Czy Legia w końcu wyłączy tryb ECO?
W ostatnich dniach piłkarze Legii Warszawa jak najmniejszym kosztem próbują doczłapać się do mistrzostwa Polski. Brakuje intensywności, skuteczności i punktów, które mogłyby drużynie Aleksandara Vukovicia już dawno zapewnić mistrzostwo Polski 2020.
(fot. Piotr Kucza/400mm.pl)
Legioniści w ostatnich dniach włączyli tryb ekonomiczny w swojej grze. Widać, że chcą sięgnąć po tytuł mistrzowski bez zbytniego przemęczania organizmów. W Białymstoku nie forsowali tempa, z Piastem w Warszawie wrzucili wyższy bieg dopiero po stracie gola, a z Lechem w Poznaniu obudzili się dopiero po przerwie, kiedy przegrywali już 0:2. Trzy mecze, dwa punkty, dwa strzelone gole i trzy stracone – bilans słaby, który wręcz nie przystoi przyszłemu mistrzowi Polski na finiszu sezonu.

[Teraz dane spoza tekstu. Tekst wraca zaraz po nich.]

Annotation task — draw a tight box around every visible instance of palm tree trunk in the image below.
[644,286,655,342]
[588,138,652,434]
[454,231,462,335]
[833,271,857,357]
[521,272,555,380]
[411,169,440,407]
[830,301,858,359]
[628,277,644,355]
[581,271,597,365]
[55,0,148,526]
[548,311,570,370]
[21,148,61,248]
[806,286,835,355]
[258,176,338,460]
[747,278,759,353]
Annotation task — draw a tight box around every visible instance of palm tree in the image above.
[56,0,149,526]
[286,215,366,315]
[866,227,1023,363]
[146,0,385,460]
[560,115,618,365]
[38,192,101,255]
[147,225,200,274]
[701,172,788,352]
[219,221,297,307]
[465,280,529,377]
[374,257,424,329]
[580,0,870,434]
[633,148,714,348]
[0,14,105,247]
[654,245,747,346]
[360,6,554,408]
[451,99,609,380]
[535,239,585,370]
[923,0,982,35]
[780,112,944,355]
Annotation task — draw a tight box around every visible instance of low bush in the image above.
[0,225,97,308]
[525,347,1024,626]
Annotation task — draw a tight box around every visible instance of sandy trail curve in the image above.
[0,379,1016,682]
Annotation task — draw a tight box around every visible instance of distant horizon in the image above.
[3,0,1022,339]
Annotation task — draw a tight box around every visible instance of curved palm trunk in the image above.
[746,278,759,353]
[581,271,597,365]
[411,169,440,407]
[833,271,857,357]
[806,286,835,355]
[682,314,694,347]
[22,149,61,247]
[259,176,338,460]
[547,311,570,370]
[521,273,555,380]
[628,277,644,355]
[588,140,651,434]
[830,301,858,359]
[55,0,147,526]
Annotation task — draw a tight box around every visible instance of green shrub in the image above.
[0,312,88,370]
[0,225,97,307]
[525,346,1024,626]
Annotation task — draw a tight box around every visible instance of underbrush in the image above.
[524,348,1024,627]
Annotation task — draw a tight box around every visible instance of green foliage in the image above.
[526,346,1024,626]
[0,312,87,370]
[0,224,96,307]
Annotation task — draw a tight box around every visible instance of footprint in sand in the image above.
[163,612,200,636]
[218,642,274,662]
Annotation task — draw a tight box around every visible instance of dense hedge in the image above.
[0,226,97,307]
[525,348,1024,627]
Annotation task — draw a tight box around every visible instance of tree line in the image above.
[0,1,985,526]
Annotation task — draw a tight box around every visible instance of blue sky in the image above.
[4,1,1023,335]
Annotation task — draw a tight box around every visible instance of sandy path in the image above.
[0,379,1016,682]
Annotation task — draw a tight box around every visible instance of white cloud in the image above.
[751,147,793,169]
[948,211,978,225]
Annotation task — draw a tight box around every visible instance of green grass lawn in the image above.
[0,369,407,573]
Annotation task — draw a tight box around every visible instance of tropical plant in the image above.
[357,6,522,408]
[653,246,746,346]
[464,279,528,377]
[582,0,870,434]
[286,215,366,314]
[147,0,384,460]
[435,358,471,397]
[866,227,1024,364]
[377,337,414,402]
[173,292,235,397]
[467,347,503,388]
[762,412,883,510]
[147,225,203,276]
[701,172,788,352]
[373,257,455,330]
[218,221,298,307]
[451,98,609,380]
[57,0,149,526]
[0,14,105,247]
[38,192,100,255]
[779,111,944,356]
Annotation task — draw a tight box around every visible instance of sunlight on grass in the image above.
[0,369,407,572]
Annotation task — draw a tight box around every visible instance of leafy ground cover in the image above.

Mamy jednak nieodparte wrażenie, że legioniści zaczęli po prostu kalkulować. Widzą, że przewaga nad peletonem jest bardzo bezpieczna i mogą sobie pozwolić na oszczędzanie sił w meczach ligowych. W Warszawie wszyscy wiedzą, że od kilku tygodni prawdziwym wyzwaniem nie jest wygranie PKO Bank Polski Ekstraklasy, a sięgnięcie po dublet. Taki cel postawił Vuković przed swoimi piłkarzami i robi wszystko, aby go zrealizować.
A może Legia ma jednak problem fizyczny? Statystyki biegowe z ostatnich spotkań wyraźnie pokazują, że pod względem przebiegniętych kilometrów i liczbie wykonanych sprintów jest znacznie gorzej niż w całym sezonie. Do tego drużyna zmaga się z plagą kontuzji, Vuković nie może korzystać z wielu kluczowych zawodników, którzy dawali jakość szczególnie w ofensywie. Paweł Stolarski, który zastąpił Marko Vesovicia w Poznaniu był najgorszy na boisku, Paweł Wszołek w ostatnich meczach wypadł bardzo przeciętnie, świeżości nie ma Walerian Gwilia, w ataku pozycyjnym bezużyteczny jest Tomas Pekhart, który czeka tylko na dośrodkowania, Michał Karbownik w czasach koronawirusa też obniżył loty… Problemów jest sporo, zmienników nie ma, trzeba szacować i szanować siły, aby paliwa starczyło do końca sezonu.
Dzisiaj jednak Legia nie będzie mogła kalkulować. Warszawianie jadą do Krakowa, aby przy Kałuży zmierzyć się z Cracovią w ramach półfinału Totolotek Pucharu Polski. Faworytem oczywiście jest zespół ze stolicy, ale Pasy nie zamierzają się podkładać.
Wiosną 2020 zespół Michała Probierza gra słabo. Krakowianie nie wygrywają, nie punktują i mają spore problemy z kreowaniem sytuacji. W dodatku Legia to taki zespół, który Pasom mocno nie leży. Ostatni raz Cracovia pokonała obecnego lidera PKO BP Ekstraklasy przed własną publicznością w kwietniu 2005 roku, czyli piętnaście lat temu! W 2020 roku drużyna Probierza na sześć meczów rozgrywanych przy Kałuży wygrała tylko dwa.
Jak będzie dzisiaj? Początek spotkania o 20:00, a bezpośrednią transmisję przeprowadzi Polsat Sport.